Cross-cultural design practices have begun to rise in prominence, but these practices have infrequently intersected with common user-centred design practices that value the participation and lived experience of users. In this paper, we analyse a shared data-set that documented the efforts of a Scandinavian design team as they designed a co-creation workshop with Chinese consumers. We identified how the design team referred to workshop participants, focusing on how these references implicated the design team’s understanding of Chinese culture. We identified referents to the participants to locate projection of and reflection on participant interaction, and performed a thematic analysis of design and debrief activities to document the team’s articulation and activation of instrumental judgements relating to culture.
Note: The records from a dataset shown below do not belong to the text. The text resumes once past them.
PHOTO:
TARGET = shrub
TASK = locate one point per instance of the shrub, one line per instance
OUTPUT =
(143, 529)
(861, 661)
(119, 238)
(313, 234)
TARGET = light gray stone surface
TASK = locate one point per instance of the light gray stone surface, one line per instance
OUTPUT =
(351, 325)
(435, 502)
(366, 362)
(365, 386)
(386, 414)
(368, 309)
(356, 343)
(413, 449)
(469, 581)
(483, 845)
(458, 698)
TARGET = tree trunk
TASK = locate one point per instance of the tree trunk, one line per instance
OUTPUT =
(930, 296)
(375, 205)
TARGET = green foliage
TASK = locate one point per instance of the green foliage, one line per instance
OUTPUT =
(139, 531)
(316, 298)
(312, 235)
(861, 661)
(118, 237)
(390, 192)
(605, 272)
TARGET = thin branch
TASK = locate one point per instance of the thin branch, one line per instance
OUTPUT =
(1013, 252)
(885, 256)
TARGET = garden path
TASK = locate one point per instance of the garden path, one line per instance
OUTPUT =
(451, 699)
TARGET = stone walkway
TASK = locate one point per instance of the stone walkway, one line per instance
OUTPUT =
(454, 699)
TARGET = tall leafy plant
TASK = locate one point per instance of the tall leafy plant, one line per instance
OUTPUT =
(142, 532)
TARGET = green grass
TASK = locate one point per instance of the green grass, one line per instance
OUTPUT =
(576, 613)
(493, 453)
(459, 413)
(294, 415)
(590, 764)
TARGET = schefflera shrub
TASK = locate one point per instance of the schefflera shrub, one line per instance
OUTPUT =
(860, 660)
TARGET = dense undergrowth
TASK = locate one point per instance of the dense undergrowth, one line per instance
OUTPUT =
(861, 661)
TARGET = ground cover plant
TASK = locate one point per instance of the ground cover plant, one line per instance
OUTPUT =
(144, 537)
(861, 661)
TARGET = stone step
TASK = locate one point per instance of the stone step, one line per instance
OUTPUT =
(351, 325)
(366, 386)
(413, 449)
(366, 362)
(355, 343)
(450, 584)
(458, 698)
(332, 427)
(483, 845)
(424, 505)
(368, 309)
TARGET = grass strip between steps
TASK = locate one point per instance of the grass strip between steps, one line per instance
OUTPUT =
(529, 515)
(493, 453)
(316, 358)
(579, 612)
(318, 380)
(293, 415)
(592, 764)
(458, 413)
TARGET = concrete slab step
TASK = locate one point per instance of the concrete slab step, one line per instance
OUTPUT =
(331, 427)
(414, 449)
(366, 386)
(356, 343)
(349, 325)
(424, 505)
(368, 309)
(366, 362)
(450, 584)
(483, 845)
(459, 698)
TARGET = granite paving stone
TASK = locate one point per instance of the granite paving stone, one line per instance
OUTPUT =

The team’s instrumental judgements shifted over time, moving from totalising cultural references in the design phase to frequent translator-mediated interactions in the debrief phase. Translators ‘nuanced’ the cultural meanings being explored by the design team, while team members attempted to engage with cultural concerns by ‘making familiar’ these concerns within the context of their own culture. Implications for considering culture as a part of standard user research methods and paradigms are considered, along with practical considerations for foregrounding cultural assumptions in design activity.

Notes

1. This term references a critique of programming practices by Dijkstra in 1968. ‘Considered harmful’ now references a critical reading of existing practices in computing, made popular in the HCI literature by Greenberg and Buxton (Citation2008).